Five minutes later, he put up a crosskick that found centre Gavin Cooper, whose astounding catch and pass put winger Ben Jeffery over for the matchwinner.
But it was Campbell's effort in chopping down Mason - who weighs 37 kilograms more than he does - with minutes to go that was still reverberating around the SFS last night. Campbell regained his feet, tackled Braith Anasta, and then struggled up the tunnel.
"He smells when the danger's on," Titans coach John Cartwright said. "If he tackled like that every time, he would've retired seven years ago. When there's that crucial moment, he smells it and lines it up and leads with his head. He always brings them down - but he stays down as well."
Campbell, who seemed unaffected by the head knock standing outside the jubilant Titans dressing room, said: "I need to get down and dig my shoudlers in but I don't get my head out of the road in time."
Campbell's courage was one of the many highlights for the Titans in just their second away win this year and their first since captain and halfback Scott Prince's season was ended when his arm was shattered while playing for Queensland in Origin III.
With a play-offs berth probably resting on the result, they had sprinted to a 12-0 lead after just four minutes through crossfield kicks to rookie halfback Brad Davis.
But that start sparked an avalanche of points from the Roosters, who scored five tries in the first half to establish a commanding lead that few in the 10,762-strong crowd would've thought was surmountable.
And not least because the Titans were sans a galaxy of stars, headed by Prince, prop Luke Bailey (foot), Ashley Harrison (ribs) and Mark Minichiello (ankle).
"I didn't even think of that [about Prince missing]," Campbell said. "To be able to hold them to zero in the second half, that's a really good win.

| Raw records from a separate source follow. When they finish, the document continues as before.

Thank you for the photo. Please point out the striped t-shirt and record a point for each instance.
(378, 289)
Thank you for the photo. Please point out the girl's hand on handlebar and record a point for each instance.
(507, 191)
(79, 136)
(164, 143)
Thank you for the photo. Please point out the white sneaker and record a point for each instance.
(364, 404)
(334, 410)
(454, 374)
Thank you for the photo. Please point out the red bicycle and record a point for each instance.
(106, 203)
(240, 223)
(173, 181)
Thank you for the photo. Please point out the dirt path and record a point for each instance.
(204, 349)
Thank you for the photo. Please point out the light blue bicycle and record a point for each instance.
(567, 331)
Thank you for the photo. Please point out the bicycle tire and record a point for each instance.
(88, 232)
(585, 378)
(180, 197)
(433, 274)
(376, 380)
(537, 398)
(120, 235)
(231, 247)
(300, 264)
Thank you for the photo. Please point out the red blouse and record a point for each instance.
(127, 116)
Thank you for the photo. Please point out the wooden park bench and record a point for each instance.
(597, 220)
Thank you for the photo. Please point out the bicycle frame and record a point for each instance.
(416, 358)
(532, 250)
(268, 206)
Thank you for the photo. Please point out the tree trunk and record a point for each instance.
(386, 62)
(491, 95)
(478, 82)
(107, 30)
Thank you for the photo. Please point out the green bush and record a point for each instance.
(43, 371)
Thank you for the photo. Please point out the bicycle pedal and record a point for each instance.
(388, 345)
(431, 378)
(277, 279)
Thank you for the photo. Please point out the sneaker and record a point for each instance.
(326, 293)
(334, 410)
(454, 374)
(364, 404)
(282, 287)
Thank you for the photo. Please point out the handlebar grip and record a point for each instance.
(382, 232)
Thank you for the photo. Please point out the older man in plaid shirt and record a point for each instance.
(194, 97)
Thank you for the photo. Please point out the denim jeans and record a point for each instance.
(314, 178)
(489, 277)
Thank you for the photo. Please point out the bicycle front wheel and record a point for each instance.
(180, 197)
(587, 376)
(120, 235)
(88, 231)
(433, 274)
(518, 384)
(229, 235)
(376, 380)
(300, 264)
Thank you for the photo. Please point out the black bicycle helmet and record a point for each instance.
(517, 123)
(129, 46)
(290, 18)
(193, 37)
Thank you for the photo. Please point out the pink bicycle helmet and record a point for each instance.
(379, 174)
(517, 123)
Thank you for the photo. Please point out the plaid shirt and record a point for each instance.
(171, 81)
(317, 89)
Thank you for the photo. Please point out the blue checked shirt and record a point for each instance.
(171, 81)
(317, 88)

I'd definitely put it up there as our best win since being at the club."
Roosters coach Brad Fittler said his side learnt a lesson last night, albeit the hard way.

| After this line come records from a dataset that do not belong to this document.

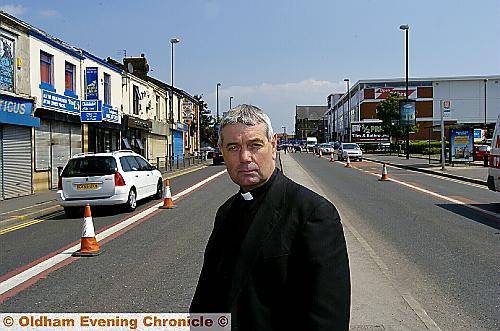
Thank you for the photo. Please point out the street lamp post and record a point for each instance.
(348, 110)
(284, 136)
(171, 94)
(406, 28)
(485, 81)
(217, 101)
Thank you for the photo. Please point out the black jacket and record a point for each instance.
(292, 272)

"We just thought we could turn it on when we wanted to," he said. "We certainly seemed to do that in the first half. [But] we didn't prepare ourselves to do it in the back-end of the game."
Captain Craig Fitzgibbon offered this: "I think we got bluffed this week. Everyone was saying they're down on troops and we kept saying to ourselves it's going to be a hard game. And everyone kept saying we'll be right, we'll win. Maybe we bought into that a little bit."
Roosters centre Setaimata Sa looks to have been the only casualty from the match and faces a two-week stint on the sidelines with a shoulder injury.
As for Mason, he escaped the Campbell tackle unscathed. "He's only a little guy," he said from the spa in the Roosters' rooms. "He's the right height."
GOLD COAST 32 (J Rapana 2, B Jeffery 2, M Rogers, J Graham tries; M Rogers 4 goals) bt SYDNEY ROOSTERS 28 (A Roberts, B Anasta, W Mason, S Sa, M Aubusson tries; C Fitzgibbon 4 goals) at Sydney Football Stadium. Referee: B Cummins. Crowd: 10,762.